Gasotransmitters play crucial roles in regulating many physiological processes, including cell signaling, cellular proliferation, angiogenesis, mitochondrial function, antioxidant production, nervous system functions and immune responses. Hydrogen sulfide (H₂S) is the most recently identified gasotransmitter, which is characterized by its biphasic behavior. At low concentrations, H₂S promotes cellular bioenergetics, whereas at high concentrations, it can exert cytotoxic effects. Cystathionine β-synthetase (CBS), cystathionine-γ-lyase (CSE), 3-mercaptopyruvate sulfurtransferase (3-MST), and cysteinyl-tRNA synthetase 2 (CARS2) are pivotal players in H₂S biosynthesis in mammalian cells and tissues. The focus of this review is the regulation of the various pathways involved in H₂S metabolism in various forms of cancer. Key enzymes in this process include the sulfide oxidation unit (SOU), which includes sulfide:quinone oxidoreductase (SQOR), human ethylmalonic encephalopathy protein 1 (hETHE1), rhodanese, sulfite oxidase (SUOX/SO), and cytochrome c oxidase (CcO) enzymes. Furthermore, the potential role of H₂S methylation processes mediated by thiol S-methyltransferase (TMT) and thioether S-methyltransferase (TEMT) is outlined in cancer biology, with potential opportunities for targeting them for clinical translation. In order to understand the role of H₂S in oncogenesis and tumor progression, one must appreciate the intricate interplay between H₂S-synthesizing and H₂S-catabolizing enzymes.

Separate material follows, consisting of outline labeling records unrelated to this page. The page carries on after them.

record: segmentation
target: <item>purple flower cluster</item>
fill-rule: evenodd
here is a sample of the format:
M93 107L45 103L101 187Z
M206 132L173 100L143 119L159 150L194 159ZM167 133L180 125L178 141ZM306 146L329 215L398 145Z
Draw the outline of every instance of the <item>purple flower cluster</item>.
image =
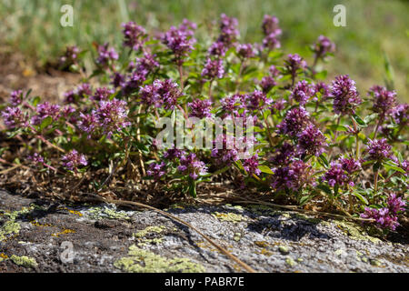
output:
M51 116L53 121L56 121L60 117L60 106L49 102L37 105L35 112L36 115L31 117L31 122L35 125L40 125L48 116Z
M164 157L167 158L168 160L174 160L175 158L181 158L185 155L185 152L182 149L170 148L166 152L165 152Z
M324 58L328 54L335 51L335 44L331 42L328 37L320 35L313 49L316 59Z
M91 136L95 130L100 129L108 138L116 131L129 126L127 121L126 102L114 98L101 100L96 107L89 114L80 113L77 122L78 127Z
M306 68L306 62L297 54L288 55L284 61L285 69L293 77L297 75L299 70Z
M95 101L106 100L115 92L114 89L108 89L106 87L96 88L95 93L90 98Z
M287 103L286 100L281 98L274 100L273 102L273 105L270 106L270 110L273 114L280 112L281 110L285 108L285 104Z
M95 115L98 120L98 126L108 137L111 137L113 133L131 125L131 123L127 121L126 102L123 100L114 98L100 101L98 107L95 110Z
M77 171L77 167L79 166L88 165L85 156L78 154L78 152L75 149L71 150L68 154L63 156L61 159L63 161L63 166L75 172Z
M223 65L223 59L218 58L212 60L210 57L206 59L206 64L202 71L202 77L207 80L214 80L223 78L224 75L224 67Z
M294 137L310 123L308 111L302 106L294 107L287 112L285 117L277 125L278 133Z
M260 86L264 94L267 94L274 86L277 85L274 78L271 75L264 75L260 82Z
M181 95L182 92L177 83L170 79L164 81L156 79L154 84L145 85L140 91L142 104L148 106L164 106L165 109L174 109L177 104L177 98Z
M98 45L96 64L104 67L118 59L118 53L116 53L114 47L108 47L108 45L107 43L103 45Z
M373 110L379 113L382 118L394 108L396 102L396 92L388 91L381 85L372 86L368 95L374 97Z
M45 164L45 159L43 156L41 156L38 153L34 153L33 156L29 156L28 159L32 160L35 164L41 164L41 165Z
M374 209L370 207L364 208L364 213L361 214L361 217L374 219L376 226L395 230L400 226L398 223L398 213L404 211L406 202L400 197L396 197L395 194L391 194L387 199L387 207Z
M146 39L145 28L133 21L122 24L122 26L124 27L124 46L131 47L135 51L140 50Z
M23 102L23 91L16 90L10 94L10 104L13 106L18 106Z
M188 103L188 106L192 110L189 116L201 119L212 116L212 114L210 113L210 110L212 109L212 102L210 100L195 99L193 102Z
M210 45L208 53L210 55L214 55L216 57L224 56L227 47L222 42L214 42Z
M244 108L244 101L247 98L247 95L234 94L231 96L224 97L220 100L222 109L228 113L237 113L237 110Z
M2 117L5 126L9 129L25 127L27 125L28 115L18 107L6 107L2 111Z
M219 135L213 144L212 157L215 159L218 165L230 166L238 160L238 150L234 146L234 136L225 134Z
M325 136L314 124L308 125L298 135L297 152L299 155L319 156L327 146Z
M309 179L308 165L300 160L272 170L274 175L271 176L271 186L277 191L284 189L298 191Z
M199 176L207 173L205 164L200 161L195 154L192 153L187 156L183 156L179 161L180 166L177 167L177 170L184 175L189 175L194 180L196 180Z
M368 140L366 146L369 154L369 159L381 162L392 157L392 146L388 145L386 138Z
M295 156L293 146L284 143L268 160L275 166L287 166Z
M263 20L263 33L264 38L263 39L263 45L269 50L280 48L281 44L278 36L281 35L281 29L278 26L278 18L271 15L264 15Z
M335 77L332 84L331 95L334 97L334 112L343 115L354 114L356 106L362 103L356 91L355 81L348 75Z
M391 115L397 125L404 125L409 120L409 104L400 104L391 110Z
M98 117L95 112L93 111L90 114L80 113L79 120L77 121L78 128L88 134L88 138L96 128L99 127Z
M247 172L248 176L260 175L261 171L258 168L258 155L254 154L252 157L243 161L243 168Z
M290 98L295 99L300 105L304 106L305 103L308 101L315 94L314 85L309 84L305 80L298 82L293 92L291 93Z
M328 182L331 186L350 185L354 186L352 181L353 174L361 169L361 163L354 158L341 158L339 161L331 163L331 168L324 175L323 180Z
M152 176L155 181L159 181L161 177L166 174L165 163L152 163L149 165L149 169L146 171L146 174Z
M187 25L185 22L179 27L172 26L161 37L161 41L175 55L175 60L177 65L184 63L184 58L194 49L194 45L196 40L193 37L193 28L196 25Z
M249 110L263 110L269 105L273 100L268 99L265 94L259 90L254 90L252 94L244 95L245 105Z
M65 53L60 57L60 65L71 65L75 64L78 58L78 54L80 53L78 47L75 45L67 46L65 48Z
M252 44L237 45L236 51L237 55L243 59L254 57L255 55Z
M315 84L315 94L321 94L321 100L326 100L330 95L330 89L328 85L324 82L318 82Z

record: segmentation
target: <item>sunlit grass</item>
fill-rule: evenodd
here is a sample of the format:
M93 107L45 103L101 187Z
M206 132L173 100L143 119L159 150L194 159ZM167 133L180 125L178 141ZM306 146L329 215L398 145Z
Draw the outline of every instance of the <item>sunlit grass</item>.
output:
M59 24L65 4L74 6L73 27ZM346 6L346 27L333 25L336 4ZM3 0L0 33L2 41L41 65L58 55L66 45L86 48L96 40L119 45L120 25L129 19L156 31L186 17L201 24L204 32L216 28L212 21L226 13L238 18L243 41L259 42L263 15L271 14L280 18L285 52L299 53L311 62L307 46L319 35L334 40L337 53L327 65L330 76L348 73L363 93L374 84L384 84L384 52L394 70L399 98L408 101L408 2L397 0ZM200 30L198 34L199 38L204 35Z

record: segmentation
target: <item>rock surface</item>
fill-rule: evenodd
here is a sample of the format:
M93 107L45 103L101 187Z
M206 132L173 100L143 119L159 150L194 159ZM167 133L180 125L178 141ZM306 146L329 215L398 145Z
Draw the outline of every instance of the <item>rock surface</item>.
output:
M167 212L258 272L408 272L408 245L357 225L268 207ZM0 272L243 272L194 230L154 211L62 206L0 190Z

Keywords: H2S; cysteine aminotransferase (CAT); ethylmalonic encephalopathy protein 1 (ETHE1); metabolism; sulfide quinone oxidoreductase (SQOR); sulfite oxidase (SUOX).

Figure 1.

Mechanistic role of H2S in breast cancer (BC) cells. Implication of H₂S in BC oncogenesis by controlling oxidative stress, angiogenesis, migration, apoptosis, and immunogenicity. 4-HNE: 4-Hydroxynonenal; Akt: Protein kinase B; ERK1/2: extracellular signal-regulated kinase 2; FAK: Focal adhesion kinase; GSH: Glutathione; HIFI-a: hypoxia-inducible factor-1 alpha; IFN-y: interferon gamma; JAK: Janus kinase; MDA: Malondialdehyde; MICA: MHC class I polypeptide – related sequence A; MMP2/9: matrix metalloproteinase-2/9; mTOR: mammalian target of rapamycin; PI3K: phosphoinositide 3-kinase; SERPINF1: serpin F1; SIRT1: Sirtuin-1; STAT3: Signal transducer and activator of transcription 3; TGF-β1: transforming growth factor beta-1; ULBP2: UL16-binding protein 2; VEGF: vascular endothelial growth factor.

Figure 2.

H₂S metabolic pathways. (A). Anabolic pathways of H₂S in the cytoplasm and mitochondrial matrix. (B). Enzymatic and nonenzymatic catabolic pathways of H₂S either through oxidation or methylation, where oxidation occurs in the mitochondria enzymatically or in the blood nonenzymatically. CBS: cystathionine β synthase; CSE: cystathionine γ-lyase; 3MST: 3-mercaptopyruvate sulfurtransferase; CAT: cysteine aminotransferase; SQOR: sulfide quinone oxidoreductase; hETHE1: human ethylmalonic encephalopathy protein 1; Rhod: rhodanese; SUOX: sulfite oxidase; TR: thiosulfate reductase; SR: sulfur transferase; III: complex III; IV: complex IV; TMT: thiol S-methyltransferase; Hb: hemoglobin; MetHb: methemoglobin.